Published: February 1, 2010

Welcome to the Realtor Report for January 2010. The attached charts summarize Southwest California housing activity for the year just past and provide some perspective on where we’ve been and where we are today. It’s going to take somebody far sharper than me to figure out where we’re going.

The first chart is always interesting in that it gives us a six year window on the market. One of the first thing you’ll notice is that sales were off 2008 levels – about 20% in Temecula, Murrieta and Lake Elsinore, 40% in Wildomar and Menifee and just 7% in Canyon Lake. However, when you drop down to the Demand Chart you’ll note that we’re still selling 70% of the properties that come on the market and our inventory is still minimal.

What that suggests to me is that even though sales were off, it was primarily a factor of product availability, not a decline in demand. 2008 was a record sales year in most of our cities and that absorbed much of the available housing stock dropping inventory levels from 20-22 months in December 2007 to 2 months or less in December 2009.  A ‘healthy’ market inventory is considered to be 5 – 6 months.

After bottoming out in Oct-Nov 2007, sales have generally posted a gradual increase proscribing a shallow ‘smiley face’ trend line – again with sales volume only constrained by available product. (6 Year Sales Graph)

Another thing to note in our sales  – you’ve all heard recent reports trumpeting housing sales off by 40% or more nationwide in December, the biggest monthly drop since Lincoln was a lad. But not in Southwest County. Our unit sales were actually UP December over November by an average of 25%. 12% in Temecula, 17% in Murrieta, 36% to 40% in Wildomar, Lake Elsinore & Canyon Lake and 5% in Menifee. (24 Month Sales Graph)

The Median Price of homes in the region continued to decline year-over-year in 2009 – down 15%, on average, from 2008. That ranged from dips of 22% and 24% in Menifee and Wildomar, to 14% in Temecula, 11% in Murrieta and just 2% in Lake Elsinore. That brought our peak-to-trough median price down 66% in Lake Elsinore, 58% in Canyon Lake, 52% in Menifee & Wildomar, 49% in Murrieta and 45% in Temecula.  (24 Month Median Price Graph)
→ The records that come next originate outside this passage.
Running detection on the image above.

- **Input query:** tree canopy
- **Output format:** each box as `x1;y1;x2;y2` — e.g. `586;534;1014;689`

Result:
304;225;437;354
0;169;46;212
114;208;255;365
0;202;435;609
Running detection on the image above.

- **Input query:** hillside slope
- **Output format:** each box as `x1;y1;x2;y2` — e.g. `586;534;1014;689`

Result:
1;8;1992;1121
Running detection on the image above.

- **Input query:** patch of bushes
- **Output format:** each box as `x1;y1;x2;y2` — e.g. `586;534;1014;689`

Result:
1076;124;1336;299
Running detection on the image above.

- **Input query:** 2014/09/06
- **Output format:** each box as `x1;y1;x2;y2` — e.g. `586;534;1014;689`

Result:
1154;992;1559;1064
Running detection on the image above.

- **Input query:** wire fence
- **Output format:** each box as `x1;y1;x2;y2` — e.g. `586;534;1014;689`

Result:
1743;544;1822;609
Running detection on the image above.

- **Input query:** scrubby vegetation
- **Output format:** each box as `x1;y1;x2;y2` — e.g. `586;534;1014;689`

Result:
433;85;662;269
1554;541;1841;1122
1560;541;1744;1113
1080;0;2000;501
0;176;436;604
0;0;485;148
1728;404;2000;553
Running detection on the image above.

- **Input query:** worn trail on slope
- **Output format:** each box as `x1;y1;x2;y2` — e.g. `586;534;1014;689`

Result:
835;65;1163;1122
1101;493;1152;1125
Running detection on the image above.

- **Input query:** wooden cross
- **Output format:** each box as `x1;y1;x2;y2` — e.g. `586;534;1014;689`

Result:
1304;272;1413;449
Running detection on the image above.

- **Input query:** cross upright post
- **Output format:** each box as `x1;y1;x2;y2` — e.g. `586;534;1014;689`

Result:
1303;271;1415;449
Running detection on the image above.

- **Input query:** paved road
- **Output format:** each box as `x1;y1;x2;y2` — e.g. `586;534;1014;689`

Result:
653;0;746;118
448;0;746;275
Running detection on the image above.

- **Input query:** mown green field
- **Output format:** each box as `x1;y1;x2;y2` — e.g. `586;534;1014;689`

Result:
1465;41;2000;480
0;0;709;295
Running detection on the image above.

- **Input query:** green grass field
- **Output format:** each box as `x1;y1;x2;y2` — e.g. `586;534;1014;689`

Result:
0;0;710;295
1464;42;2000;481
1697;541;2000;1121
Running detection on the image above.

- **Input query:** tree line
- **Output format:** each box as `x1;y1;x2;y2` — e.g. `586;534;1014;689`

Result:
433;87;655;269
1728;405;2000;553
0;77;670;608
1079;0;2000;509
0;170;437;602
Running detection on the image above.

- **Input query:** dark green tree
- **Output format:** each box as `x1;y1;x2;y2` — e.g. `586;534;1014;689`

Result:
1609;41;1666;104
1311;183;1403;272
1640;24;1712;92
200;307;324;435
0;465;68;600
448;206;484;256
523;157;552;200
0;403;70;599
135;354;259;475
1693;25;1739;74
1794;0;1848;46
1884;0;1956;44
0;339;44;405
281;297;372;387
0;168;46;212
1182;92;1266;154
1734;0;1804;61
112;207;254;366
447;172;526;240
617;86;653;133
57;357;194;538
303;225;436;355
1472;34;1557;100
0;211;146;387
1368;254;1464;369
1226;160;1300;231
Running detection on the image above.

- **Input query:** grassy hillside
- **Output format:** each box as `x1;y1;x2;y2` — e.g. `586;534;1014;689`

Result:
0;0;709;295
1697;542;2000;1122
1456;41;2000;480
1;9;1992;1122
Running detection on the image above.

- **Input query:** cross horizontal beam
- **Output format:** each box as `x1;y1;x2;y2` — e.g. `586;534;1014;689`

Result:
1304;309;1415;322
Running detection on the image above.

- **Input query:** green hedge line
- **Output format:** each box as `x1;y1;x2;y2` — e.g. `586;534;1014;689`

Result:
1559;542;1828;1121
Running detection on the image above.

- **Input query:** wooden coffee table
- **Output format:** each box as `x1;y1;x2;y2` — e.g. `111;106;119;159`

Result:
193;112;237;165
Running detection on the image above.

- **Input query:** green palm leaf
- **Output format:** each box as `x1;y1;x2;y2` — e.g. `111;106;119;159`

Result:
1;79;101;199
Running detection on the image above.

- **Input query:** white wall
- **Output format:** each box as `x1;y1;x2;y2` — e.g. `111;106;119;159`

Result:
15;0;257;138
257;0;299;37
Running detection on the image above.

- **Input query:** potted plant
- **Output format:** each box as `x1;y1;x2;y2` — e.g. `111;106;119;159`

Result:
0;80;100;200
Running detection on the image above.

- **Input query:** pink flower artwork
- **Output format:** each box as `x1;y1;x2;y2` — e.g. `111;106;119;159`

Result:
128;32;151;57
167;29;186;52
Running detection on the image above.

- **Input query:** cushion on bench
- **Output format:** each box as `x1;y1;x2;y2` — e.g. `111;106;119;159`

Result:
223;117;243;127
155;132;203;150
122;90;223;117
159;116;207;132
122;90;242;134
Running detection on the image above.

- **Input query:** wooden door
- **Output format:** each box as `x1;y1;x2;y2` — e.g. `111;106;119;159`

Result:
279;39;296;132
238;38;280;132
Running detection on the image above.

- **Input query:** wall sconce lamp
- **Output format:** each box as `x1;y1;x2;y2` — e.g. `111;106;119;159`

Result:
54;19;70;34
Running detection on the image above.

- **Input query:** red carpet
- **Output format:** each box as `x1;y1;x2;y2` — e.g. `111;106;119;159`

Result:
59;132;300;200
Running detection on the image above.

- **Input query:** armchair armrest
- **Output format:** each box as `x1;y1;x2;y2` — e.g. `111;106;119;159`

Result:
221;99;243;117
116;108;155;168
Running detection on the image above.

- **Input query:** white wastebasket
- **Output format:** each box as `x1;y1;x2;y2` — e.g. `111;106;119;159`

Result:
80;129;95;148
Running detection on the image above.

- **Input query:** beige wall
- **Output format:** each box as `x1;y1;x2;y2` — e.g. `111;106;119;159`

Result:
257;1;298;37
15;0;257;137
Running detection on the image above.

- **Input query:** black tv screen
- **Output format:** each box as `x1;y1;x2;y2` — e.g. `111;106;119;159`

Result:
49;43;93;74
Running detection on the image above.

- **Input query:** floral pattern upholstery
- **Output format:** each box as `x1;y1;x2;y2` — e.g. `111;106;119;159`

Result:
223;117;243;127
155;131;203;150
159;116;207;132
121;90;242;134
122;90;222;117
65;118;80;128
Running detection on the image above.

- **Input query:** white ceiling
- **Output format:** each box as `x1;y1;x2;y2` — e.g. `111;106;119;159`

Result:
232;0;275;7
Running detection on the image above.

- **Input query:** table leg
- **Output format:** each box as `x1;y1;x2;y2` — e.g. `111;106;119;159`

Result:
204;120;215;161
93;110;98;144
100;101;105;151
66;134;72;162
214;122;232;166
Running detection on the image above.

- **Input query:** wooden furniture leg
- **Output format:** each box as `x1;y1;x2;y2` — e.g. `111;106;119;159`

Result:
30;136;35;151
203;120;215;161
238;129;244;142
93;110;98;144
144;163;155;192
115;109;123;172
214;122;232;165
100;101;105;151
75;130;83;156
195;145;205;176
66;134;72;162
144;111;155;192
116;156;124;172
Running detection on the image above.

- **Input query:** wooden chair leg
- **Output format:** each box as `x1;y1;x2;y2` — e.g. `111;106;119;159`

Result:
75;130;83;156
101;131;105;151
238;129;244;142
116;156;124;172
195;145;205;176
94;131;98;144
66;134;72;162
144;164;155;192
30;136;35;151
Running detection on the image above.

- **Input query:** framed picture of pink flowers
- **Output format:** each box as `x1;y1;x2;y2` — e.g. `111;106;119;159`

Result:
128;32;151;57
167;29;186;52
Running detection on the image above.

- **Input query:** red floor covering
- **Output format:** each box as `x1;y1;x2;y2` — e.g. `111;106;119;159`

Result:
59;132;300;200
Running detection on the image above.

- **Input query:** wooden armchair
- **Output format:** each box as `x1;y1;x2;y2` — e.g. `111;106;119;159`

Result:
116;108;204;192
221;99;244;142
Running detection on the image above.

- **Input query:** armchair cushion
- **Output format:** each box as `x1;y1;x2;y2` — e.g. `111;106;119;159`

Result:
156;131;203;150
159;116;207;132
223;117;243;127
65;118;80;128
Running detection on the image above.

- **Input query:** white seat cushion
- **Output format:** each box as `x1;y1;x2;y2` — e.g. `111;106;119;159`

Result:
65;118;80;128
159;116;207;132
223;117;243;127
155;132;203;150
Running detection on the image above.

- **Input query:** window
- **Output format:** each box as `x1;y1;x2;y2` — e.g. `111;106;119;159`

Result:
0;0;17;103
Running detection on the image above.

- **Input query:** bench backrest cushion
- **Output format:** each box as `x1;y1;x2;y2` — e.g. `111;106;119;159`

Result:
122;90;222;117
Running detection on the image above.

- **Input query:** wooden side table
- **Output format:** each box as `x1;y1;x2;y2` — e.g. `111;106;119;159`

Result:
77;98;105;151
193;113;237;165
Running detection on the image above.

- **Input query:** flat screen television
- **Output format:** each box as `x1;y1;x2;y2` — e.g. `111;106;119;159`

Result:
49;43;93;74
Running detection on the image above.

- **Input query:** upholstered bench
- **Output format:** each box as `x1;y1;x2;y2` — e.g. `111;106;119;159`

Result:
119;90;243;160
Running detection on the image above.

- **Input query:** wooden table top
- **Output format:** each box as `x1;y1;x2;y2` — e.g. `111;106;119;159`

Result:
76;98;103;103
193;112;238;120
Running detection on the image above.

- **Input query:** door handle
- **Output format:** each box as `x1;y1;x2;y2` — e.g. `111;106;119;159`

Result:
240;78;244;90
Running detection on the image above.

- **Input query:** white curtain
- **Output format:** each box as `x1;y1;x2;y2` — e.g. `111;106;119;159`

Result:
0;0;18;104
Ready for some good news? I mentioned peak-to-trough pricing in that previous paragraph because it appears – appears – that our prices may have bottomed out, or be very close to it. Looking at quarter-to-quarter run rates, we have showed 1st to 4th quarter declines every year since 2006. In 2009, 1st to 4th quarter showed nearly a 5% increase in Temecula, 4% in Murrieta, 24% in Canyon Lake and drops of just 1% in Lake Elsinore & Wildomar and 6% in Menifee for a region-wide median price increase of 4%. If we can just keep that up for the next 10 years we’ll be back to where we started.

The last maps show the current status of pre-foreclosure and bank-owned properties in the region. These numbers could change, perhaps dramatically, during the next 60 days. Banks typically hold off foreclosure activities during the holiday season plus some moratoria and loan-mod efforts are scheduled to expire in the first quarter, so the number of notices of default (pre-foreclosure) could increase significantly.

Similarly, there has been a lag between NOD’s filed and actual trustee sales to the banks. As banks get more aggressive about clearing their books of non-performing assets, we may see the banks taking more properties back followed by an increase in releases to the re-sale market – as has long been rumored. Given our current lack of inventory, the extension of the First Time Homebuyer credit, continuing strong demand and historically low interest rates, this could only be good news for our Valley. Of course that’s just my opinion – I could be wrong. (ForeclosureRadar Maps).